In the second study, the process was repeated using macrophages from 3 females and the three most common suture types used by surgeons during cesarean section: plain gut, Monocryl and Vicryl, plus the control. The same protocol described above was utilized with the exception of suture preparation taking place in the operating room and then transported to the clean area in sterile containers. Further, because of contamination issues in the first culture experiment, 100 units of Penn–Strep (Fisher Scientific; Pittsburg, PA) ⁄mL of media was added to the base culture media for this second experiment.

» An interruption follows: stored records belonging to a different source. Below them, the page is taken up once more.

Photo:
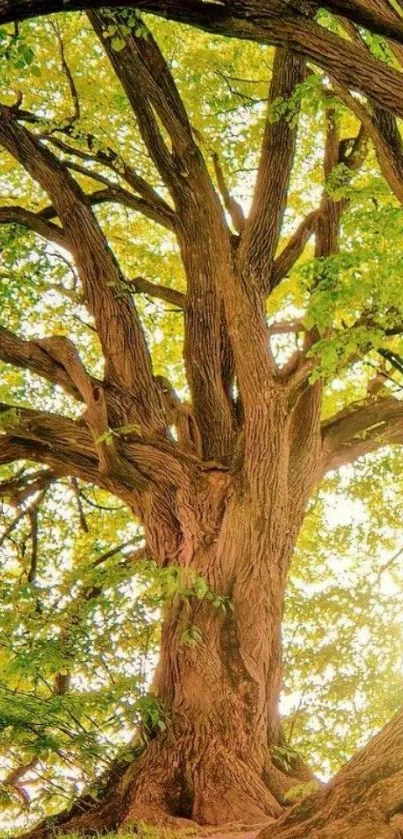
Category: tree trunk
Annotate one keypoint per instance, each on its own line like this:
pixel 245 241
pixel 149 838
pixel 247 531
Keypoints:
pixel 218 679
pixel 364 801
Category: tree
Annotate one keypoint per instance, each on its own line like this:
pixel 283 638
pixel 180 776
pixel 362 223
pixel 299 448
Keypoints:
pixel 219 481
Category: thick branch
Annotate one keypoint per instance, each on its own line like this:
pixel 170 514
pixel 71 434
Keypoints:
pixel 34 221
pixel 202 232
pixel 30 355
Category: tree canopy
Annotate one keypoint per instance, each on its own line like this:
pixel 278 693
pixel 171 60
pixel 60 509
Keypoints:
pixel 90 118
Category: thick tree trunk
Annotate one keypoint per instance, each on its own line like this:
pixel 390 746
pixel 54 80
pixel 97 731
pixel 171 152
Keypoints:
pixel 213 764
pixel 364 801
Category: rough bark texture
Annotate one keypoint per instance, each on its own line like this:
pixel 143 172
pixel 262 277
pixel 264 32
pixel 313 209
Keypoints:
pixel 225 497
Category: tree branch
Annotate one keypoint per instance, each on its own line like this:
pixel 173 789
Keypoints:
pixel 169 295
pixel 35 222
pixel 202 231
pixel 32 356
pixel 279 23
pixel 128 363
pixel 294 248
pixel 262 230
pixel 360 429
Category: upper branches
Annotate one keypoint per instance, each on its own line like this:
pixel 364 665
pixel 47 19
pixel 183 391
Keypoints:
pixel 201 229
pixel 126 355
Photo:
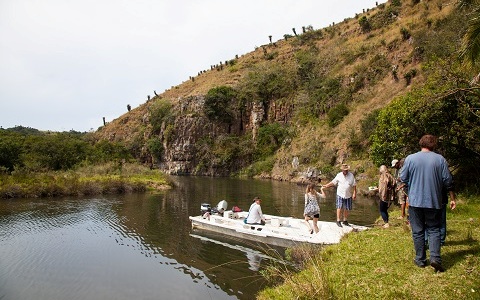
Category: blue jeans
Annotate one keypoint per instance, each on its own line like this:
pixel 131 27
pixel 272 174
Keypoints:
pixel 384 210
pixel 426 221
pixel 443 227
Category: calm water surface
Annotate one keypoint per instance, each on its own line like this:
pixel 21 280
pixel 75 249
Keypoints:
pixel 142 246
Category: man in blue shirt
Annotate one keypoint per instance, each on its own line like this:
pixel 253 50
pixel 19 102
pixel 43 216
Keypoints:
pixel 426 174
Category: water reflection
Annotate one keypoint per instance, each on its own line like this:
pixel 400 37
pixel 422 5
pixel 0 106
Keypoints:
pixel 141 246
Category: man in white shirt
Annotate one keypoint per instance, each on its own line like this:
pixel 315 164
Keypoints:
pixel 346 192
pixel 255 215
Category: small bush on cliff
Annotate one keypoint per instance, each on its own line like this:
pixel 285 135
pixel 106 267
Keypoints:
pixel 444 107
pixel 218 104
pixel 160 112
pixel 270 138
pixel 336 114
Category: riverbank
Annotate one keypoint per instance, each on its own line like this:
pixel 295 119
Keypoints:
pixel 86 181
pixel 378 264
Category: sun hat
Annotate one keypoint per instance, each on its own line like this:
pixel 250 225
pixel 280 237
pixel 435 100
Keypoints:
pixel 394 162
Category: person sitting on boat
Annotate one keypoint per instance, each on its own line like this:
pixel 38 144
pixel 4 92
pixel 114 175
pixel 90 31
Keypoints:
pixel 255 215
pixel 312 210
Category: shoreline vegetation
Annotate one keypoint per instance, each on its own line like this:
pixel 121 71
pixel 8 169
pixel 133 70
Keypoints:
pixel 378 264
pixel 109 178
pixel 372 264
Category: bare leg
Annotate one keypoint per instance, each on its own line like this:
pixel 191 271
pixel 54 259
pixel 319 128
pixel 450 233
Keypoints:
pixel 308 223
pixel 315 226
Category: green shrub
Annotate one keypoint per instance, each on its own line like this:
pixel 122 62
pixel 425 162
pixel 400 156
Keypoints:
pixel 269 139
pixel 155 147
pixel 336 114
pixel 160 112
pixel 218 104
pixel 364 24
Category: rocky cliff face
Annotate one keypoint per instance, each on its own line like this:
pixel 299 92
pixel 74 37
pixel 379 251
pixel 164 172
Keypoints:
pixel 187 137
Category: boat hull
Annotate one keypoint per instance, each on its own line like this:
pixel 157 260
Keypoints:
pixel 278 231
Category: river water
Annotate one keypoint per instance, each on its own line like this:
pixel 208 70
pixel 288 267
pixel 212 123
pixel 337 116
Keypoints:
pixel 141 246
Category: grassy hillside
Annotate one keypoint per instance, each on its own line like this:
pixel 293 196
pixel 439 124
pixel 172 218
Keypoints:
pixel 326 86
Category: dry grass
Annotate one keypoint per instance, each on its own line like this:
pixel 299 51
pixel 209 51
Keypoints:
pixel 378 264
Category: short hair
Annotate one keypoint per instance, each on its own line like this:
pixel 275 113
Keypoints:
pixel 383 169
pixel 428 141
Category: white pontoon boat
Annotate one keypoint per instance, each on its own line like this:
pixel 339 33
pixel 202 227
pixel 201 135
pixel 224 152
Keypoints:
pixel 278 231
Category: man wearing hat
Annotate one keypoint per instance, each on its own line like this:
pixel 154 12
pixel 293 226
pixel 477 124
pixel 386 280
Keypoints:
pixel 346 192
pixel 401 193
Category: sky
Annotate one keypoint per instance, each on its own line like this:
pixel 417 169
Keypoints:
pixel 66 64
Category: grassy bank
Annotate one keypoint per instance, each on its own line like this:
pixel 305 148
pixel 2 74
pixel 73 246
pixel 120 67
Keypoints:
pixel 378 264
pixel 90 180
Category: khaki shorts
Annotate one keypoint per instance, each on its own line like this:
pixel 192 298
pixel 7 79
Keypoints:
pixel 402 197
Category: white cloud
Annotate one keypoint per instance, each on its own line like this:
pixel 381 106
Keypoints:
pixel 67 64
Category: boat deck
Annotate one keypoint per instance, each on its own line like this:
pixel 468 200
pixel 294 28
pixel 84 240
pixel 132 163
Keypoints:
pixel 279 231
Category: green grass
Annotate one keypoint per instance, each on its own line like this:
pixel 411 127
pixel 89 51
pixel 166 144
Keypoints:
pixel 90 180
pixel 378 264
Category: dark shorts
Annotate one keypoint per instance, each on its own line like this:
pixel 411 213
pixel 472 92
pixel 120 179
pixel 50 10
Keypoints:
pixel 345 203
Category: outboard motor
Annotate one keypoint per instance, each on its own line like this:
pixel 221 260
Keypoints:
pixel 222 206
pixel 205 207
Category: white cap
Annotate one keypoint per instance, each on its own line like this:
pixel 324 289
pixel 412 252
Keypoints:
pixel 394 162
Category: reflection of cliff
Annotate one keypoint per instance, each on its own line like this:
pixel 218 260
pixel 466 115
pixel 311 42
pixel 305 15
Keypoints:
pixel 161 226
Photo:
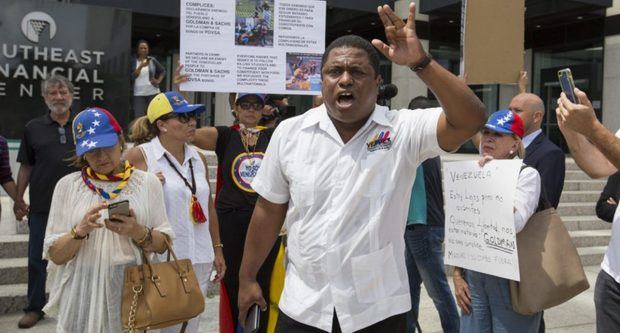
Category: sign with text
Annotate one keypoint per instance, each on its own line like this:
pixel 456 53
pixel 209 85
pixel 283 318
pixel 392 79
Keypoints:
pixel 262 46
pixel 479 204
pixel 89 45
pixel 492 40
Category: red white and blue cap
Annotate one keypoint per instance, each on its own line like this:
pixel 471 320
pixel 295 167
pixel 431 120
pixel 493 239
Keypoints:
pixel 95 128
pixel 505 122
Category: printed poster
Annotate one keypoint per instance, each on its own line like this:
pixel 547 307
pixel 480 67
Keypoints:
pixel 262 46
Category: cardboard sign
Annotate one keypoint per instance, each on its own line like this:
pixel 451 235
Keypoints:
pixel 479 203
pixel 259 46
pixel 492 40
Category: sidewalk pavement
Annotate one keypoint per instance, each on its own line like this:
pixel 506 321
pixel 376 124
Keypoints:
pixel 574 316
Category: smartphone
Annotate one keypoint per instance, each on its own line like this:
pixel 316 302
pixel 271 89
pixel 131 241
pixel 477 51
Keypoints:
pixel 252 321
pixel 118 208
pixel 566 82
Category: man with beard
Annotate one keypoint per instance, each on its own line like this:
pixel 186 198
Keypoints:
pixel 340 175
pixel 43 154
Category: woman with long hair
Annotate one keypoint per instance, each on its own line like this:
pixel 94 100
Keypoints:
pixel 485 299
pixel 88 252
pixel 163 135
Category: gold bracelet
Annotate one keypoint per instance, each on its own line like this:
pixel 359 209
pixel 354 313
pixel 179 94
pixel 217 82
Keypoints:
pixel 144 238
pixel 74 234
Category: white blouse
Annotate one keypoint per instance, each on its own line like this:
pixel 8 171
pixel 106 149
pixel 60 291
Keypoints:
pixel 86 292
pixel 193 241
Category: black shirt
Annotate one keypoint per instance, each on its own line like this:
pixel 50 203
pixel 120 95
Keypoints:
pixel 41 148
pixel 237 167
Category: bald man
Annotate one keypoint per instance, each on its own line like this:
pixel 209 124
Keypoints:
pixel 540 153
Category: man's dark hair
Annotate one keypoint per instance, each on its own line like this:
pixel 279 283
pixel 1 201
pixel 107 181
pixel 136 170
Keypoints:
pixel 422 102
pixel 356 42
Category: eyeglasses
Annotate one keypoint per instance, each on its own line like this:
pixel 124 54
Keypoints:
pixel 251 105
pixel 63 135
pixel 183 118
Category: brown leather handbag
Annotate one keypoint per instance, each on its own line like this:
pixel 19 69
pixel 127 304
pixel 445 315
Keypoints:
pixel 157 295
pixel 549 265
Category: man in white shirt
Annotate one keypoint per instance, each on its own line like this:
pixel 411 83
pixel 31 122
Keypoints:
pixel 341 176
pixel 597 152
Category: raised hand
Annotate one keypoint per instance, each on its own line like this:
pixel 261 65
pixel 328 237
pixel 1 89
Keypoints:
pixel 404 47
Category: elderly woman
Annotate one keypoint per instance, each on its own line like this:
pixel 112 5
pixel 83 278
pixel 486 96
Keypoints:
pixel 163 136
pixel 485 299
pixel 88 252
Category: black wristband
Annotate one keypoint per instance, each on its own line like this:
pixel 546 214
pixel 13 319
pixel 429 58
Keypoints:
pixel 422 64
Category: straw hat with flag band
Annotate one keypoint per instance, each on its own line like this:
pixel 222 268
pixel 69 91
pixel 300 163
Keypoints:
pixel 170 102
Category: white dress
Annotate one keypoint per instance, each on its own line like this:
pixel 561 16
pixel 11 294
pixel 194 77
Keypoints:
pixel 85 293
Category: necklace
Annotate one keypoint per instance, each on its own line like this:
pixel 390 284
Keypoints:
pixel 249 137
pixel 195 209
pixel 123 177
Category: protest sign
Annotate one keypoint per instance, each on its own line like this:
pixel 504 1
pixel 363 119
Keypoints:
pixel 492 40
pixel 261 46
pixel 479 203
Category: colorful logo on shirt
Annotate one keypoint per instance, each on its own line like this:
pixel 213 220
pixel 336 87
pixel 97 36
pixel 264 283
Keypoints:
pixel 244 169
pixel 379 141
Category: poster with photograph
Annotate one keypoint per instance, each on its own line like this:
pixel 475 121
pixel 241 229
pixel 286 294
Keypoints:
pixel 262 46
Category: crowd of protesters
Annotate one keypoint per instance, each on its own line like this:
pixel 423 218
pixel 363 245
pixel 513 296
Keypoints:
pixel 308 221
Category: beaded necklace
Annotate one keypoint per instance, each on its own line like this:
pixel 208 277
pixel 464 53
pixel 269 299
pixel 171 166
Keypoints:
pixel 123 177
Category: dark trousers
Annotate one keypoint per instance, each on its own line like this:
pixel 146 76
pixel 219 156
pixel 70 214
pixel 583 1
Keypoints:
pixel 607 303
pixel 396 324
pixel 233 229
pixel 37 267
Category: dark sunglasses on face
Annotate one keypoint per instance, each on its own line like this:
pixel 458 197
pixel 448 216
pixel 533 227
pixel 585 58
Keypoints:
pixel 256 106
pixel 63 135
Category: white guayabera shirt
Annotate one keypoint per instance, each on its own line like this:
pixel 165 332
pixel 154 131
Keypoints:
pixel 347 209
pixel 85 293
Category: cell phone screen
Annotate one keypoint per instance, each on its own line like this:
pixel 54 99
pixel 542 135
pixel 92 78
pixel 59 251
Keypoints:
pixel 118 208
pixel 252 322
pixel 566 82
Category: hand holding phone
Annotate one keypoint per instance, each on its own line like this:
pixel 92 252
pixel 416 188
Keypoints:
pixel 252 322
pixel 118 208
pixel 568 85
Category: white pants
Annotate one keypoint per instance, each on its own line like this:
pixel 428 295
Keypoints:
pixel 203 273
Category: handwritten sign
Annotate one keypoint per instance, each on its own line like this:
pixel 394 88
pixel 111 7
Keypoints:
pixel 479 204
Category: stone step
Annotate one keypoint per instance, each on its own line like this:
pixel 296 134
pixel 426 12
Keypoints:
pixel 577 209
pixel 574 223
pixel 13 246
pixel 580 196
pixel 590 238
pixel 591 256
pixel 576 175
pixel 13 270
pixel 584 185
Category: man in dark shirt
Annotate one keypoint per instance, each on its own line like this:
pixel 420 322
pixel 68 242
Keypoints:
pixel 424 237
pixel 6 178
pixel 43 154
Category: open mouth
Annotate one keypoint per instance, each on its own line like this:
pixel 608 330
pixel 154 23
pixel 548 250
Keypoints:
pixel 345 99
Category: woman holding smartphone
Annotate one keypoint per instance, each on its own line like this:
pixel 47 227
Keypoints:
pixel 163 135
pixel 89 253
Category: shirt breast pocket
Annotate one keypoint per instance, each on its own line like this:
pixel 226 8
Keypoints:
pixel 377 168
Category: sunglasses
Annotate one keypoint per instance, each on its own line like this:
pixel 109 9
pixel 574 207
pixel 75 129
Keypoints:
pixel 183 118
pixel 63 135
pixel 256 106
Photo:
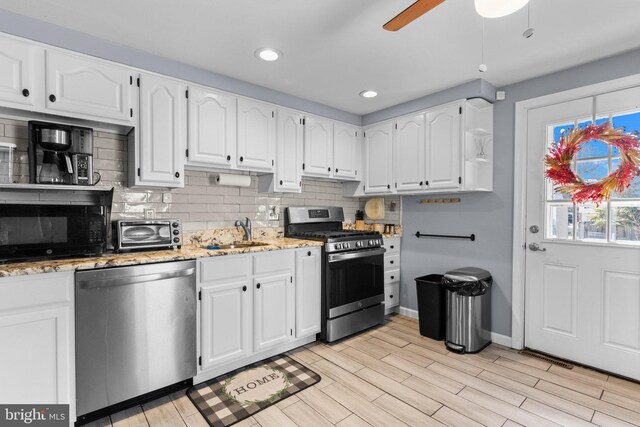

All data were analyzed using the Statistical Package for the Social Sciences (SPSS ver. 12; Chicago, IL). The basic analysis was a one–way analysis of variance of treatment at each time point using a p value of 0.05 for significance, with Tukey’s mean separation as appropriate.

Results and Discussion

The initial study was designed as a pilot study with two plates of cells. One plate became contaminated with a fungal infection and was removed from the study. The remaining plate contained the macrophages of three animals. Table 1 displays the results of macrophage activation after 24 hrs of exposure. It is apparent that all suture materials induced some level of macrophage activation compared to the control (P < 0.01). Further, there were distinct patterns of activation between the suture groups with Vicryl, Plain gut, Chromic inducing significantly more activation than the PDS. As expected, the rate of cellular activation increased from 24 to 72 hrs. However, the same general pattern of activation continued between the four treatments groups (P < 0.001; Table 2). Further, while over half the macrophages in the control remained unactivated, 75 to almost 100% of the macrophages exposed to one of the four suture types demonstrated at least partial activation after 72 hrs.